Our results generalize last iterate guarantees for incremental methods compared to state of the art, as such results were previously known only for overparameterized linear models,
which correspond to convex quadratic problems with infinitely many solutions.

**Variance Reduced Halpern Iteration for Finite-Sum Monotone Inclusions.**

Xufeng Cai*, Ahmet Alacaoglu*, Jelena Diakonikolas.

In Proc. ICLR'24, 2024.

abstract / arXiv

Machine learning approaches relying on such criteria as adversarial robustness or multi-agent settings have raised the need for solving game-theoretic equilibrium problems.
Of particular relevance to these applications are methods targeting finite-sum structure, which generically arises in empirical variants of learning problems in these contexts.
Further, methods with computable approximation errors are highly desirable, as they provide verifiable exit criteria.
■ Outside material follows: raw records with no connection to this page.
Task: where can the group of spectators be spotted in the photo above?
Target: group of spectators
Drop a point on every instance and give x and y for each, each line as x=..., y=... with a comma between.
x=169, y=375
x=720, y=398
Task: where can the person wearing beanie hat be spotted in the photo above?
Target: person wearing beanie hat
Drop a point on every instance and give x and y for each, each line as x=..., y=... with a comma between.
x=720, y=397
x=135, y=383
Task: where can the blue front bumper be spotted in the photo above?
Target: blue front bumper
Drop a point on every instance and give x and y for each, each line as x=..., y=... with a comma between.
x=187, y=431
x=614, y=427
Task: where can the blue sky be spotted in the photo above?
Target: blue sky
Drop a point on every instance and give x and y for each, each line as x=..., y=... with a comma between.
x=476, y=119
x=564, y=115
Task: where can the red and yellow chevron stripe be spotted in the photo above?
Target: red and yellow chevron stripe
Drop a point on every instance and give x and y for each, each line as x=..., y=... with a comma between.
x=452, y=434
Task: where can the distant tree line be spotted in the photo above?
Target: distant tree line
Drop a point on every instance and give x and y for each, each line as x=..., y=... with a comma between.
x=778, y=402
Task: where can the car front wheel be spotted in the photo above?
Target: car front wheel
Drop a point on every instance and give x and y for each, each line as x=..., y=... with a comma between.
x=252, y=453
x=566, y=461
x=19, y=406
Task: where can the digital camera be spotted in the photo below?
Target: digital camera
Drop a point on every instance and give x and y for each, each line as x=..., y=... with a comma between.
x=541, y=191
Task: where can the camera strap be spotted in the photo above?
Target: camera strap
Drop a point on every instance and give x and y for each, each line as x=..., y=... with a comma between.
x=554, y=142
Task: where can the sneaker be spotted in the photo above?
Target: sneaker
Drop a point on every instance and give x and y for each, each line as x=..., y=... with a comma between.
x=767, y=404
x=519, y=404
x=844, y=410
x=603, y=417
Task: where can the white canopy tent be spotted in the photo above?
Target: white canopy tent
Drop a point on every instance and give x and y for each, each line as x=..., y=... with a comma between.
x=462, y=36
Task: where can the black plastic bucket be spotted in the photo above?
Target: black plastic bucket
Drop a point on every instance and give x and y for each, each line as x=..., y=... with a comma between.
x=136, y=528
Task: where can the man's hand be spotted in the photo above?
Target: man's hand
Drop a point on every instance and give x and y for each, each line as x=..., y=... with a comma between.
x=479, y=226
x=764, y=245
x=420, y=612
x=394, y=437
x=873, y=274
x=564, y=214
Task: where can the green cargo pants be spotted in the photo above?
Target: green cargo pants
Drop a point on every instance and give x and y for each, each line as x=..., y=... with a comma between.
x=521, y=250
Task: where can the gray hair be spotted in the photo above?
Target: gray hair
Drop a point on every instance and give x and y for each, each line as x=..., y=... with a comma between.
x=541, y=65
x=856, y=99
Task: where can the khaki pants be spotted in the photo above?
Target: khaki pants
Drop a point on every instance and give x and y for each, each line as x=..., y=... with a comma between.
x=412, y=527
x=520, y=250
Motivated by these applications,
we study finite-sum monotone inclusion problems, which model broad classes of equilibrium problems.
Our main contributions are variants of the classical Halpern iteration that employ variance reduction to obtain improved complexity guarantees in which \(n\) component operators in the finite sum are ``on average''
either cocoercive or Lipschitz continuous and monotone, with parameter \(L\). The resulting oracle complexity of our methods, which provide guarantees for the last iterate and for a (computable) operator norm residual,
is \(\widetilde{\mathcal{O}}( n + \sqrt{n}L\varepsilon^{-1})\), which improves upon existing methods by a factor up to \(\sqrt{n}\).
This constitutes the first variance reduction-type result for general finite-sum monotone inclusions and for more specific problems such as convex-concave optimization when operator norm residual is the optimality measure.
We further argue that, up to poly-logarithmic factors, this complexity is unimprovable in the monotone Lipschitz setting; i.e., the provided result is near-optimal.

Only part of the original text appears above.